January 8, 2021 - Immunogenicity and protective efficacy of BBV152, whole virion inactivated SARS- CoV-2 vaccine candidates in the Syrian hamster model. BBV152A and BBV152B vaccine candidates remarkably generated a quick and robust immune response. Post-SARS-CoV-2 infection vaccinated hamsters did not show any histopathological changes in the lungs.
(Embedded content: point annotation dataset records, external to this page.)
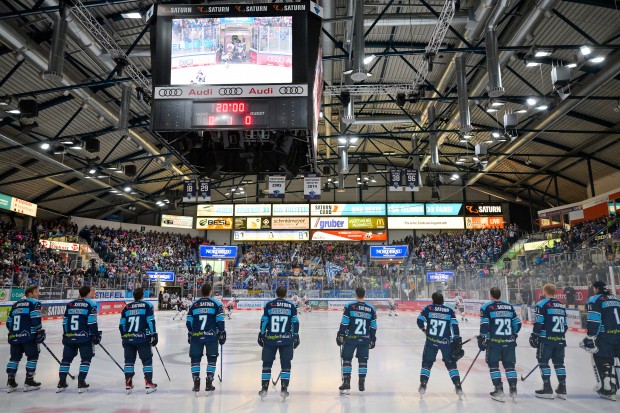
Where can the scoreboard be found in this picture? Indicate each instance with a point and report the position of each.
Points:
(236, 67)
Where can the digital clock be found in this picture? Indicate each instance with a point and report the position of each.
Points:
(231, 113)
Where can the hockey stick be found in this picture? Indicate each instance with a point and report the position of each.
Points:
(115, 362)
(219, 376)
(472, 365)
(56, 358)
(529, 374)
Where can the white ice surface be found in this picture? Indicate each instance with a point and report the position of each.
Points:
(393, 374)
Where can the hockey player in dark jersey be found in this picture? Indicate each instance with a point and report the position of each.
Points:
(25, 335)
(137, 327)
(499, 328)
(548, 338)
(80, 333)
(357, 335)
(441, 327)
(279, 331)
(603, 339)
(205, 326)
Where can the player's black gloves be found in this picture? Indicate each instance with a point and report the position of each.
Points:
(40, 337)
(154, 339)
(373, 342)
(96, 337)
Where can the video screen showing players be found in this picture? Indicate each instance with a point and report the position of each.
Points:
(232, 50)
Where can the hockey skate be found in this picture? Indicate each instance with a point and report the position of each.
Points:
(498, 394)
(345, 388)
(30, 384)
(150, 386)
(129, 385)
(561, 391)
(196, 388)
(11, 384)
(209, 388)
(62, 385)
(546, 392)
(284, 391)
(82, 386)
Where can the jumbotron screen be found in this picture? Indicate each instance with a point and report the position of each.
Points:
(232, 50)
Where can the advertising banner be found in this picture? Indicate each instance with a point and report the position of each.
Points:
(204, 190)
(290, 223)
(253, 210)
(271, 236)
(221, 223)
(57, 245)
(189, 191)
(351, 235)
(443, 210)
(163, 276)
(385, 252)
(347, 210)
(177, 221)
(483, 209)
(395, 180)
(405, 210)
(290, 210)
(439, 276)
(426, 223)
(312, 187)
(217, 210)
(412, 180)
(276, 186)
(484, 222)
(253, 223)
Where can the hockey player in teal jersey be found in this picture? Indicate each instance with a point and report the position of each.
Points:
(357, 335)
(441, 327)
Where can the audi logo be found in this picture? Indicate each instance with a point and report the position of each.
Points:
(230, 91)
(291, 90)
(170, 92)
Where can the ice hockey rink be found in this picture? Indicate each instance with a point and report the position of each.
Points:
(233, 74)
(393, 374)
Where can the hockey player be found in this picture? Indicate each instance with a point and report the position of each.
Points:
(80, 333)
(357, 334)
(460, 306)
(279, 331)
(392, 305)
(548, 338)
(603, 339)
(441, 327)
(137, 327)
(205, 328)
(25, 335)
(499, 326)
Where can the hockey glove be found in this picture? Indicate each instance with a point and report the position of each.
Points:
(154, 339)
(340, 338)
(589, 345)
(40, 337)
(221, 337)
(373, 342)
(96, 337)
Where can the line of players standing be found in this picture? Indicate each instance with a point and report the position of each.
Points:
(279, 333)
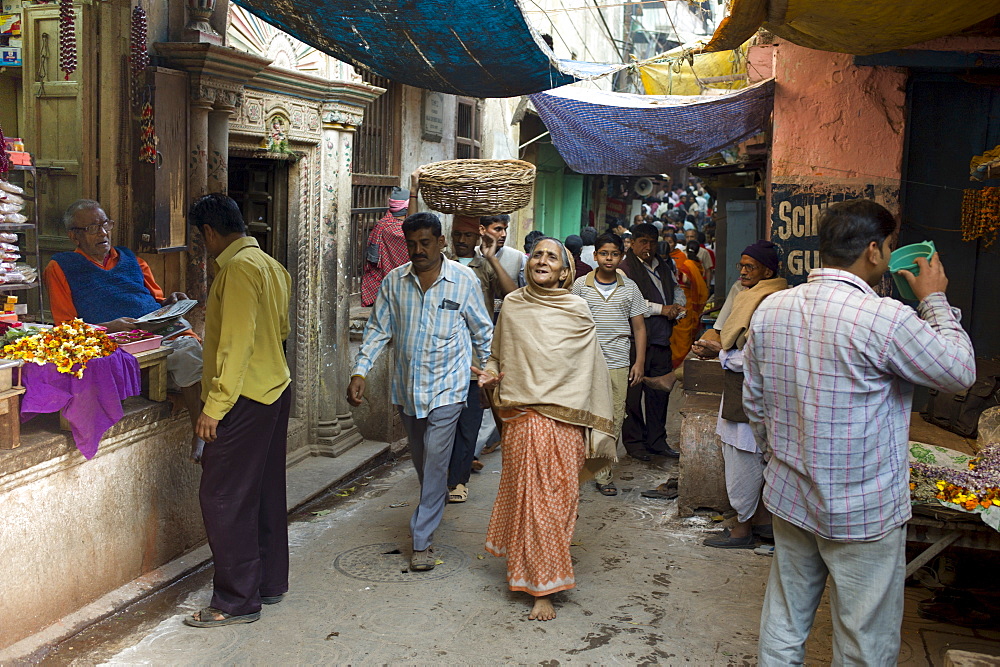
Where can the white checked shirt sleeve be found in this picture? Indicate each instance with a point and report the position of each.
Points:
(434, 335)
(829, 369)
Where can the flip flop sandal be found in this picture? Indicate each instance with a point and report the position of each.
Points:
(421, 561)
(727, 542)
(227, 619)
(660, 493)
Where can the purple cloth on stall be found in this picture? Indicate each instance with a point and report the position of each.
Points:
(91, 404)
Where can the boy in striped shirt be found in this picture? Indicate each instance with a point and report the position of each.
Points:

The hamster's protection was evident by the rapid clearance of the virus from the lower respiratory tract, reduced virus load in the upper respiratory tract, absence of lung pathology, and robust humoral immune response.
January 3, 2021 - India's Drugs Controller General of India issued a Restricted Emergency approval for the emergency use of a coronavirus vaccine produced by local firm Bharat Biotech.
December 22, 2020 - Pennsylvania-based Ocugen, Inc. and Bharat Biotech announced that the companies had signed a binding letter of intent to co-develop Bharat Biotech’s COVID-19 vaccine candidate, COVAXIN, the United States market.
November 16, 2020 - Bharat Biotech has announced the commencement of Phase III trials of COVAXIN™. The Phase III trials will involve 26,000 volunteers across India, conducted in partnership with ICMR, the largest clinical trial conducted for a COVID-19 vaccine in India.
July 15, 2020 - Bharat Biotech announced that the Phase-I clinical trials of India’s first indigenous COVID-19 vaccine, Covaxin began across the country, enrolling 385 people in 12 hospitals across the country.
June 29, 2020 - India's Covaxin has received permission to initiate Phase I & II Human clinical trials after the company submitted results from preclinical studies, demonstrating safety and immune response.
May 8, 2020 - The Council of Scientific and Industrial Research, under its flagship program NMITLI, has sanctioned a project to develop human monoclonal antibodies as therapy for COVID-19 infections. The project is being led by Bharat Biotech, a leading manufacturer of vaccines and biotherapeutics and a product supplier to over 65 globally.
Covaxin COVID-19 Vaccine Clinical Trial
Covaxin continues to be tested in clinical trials.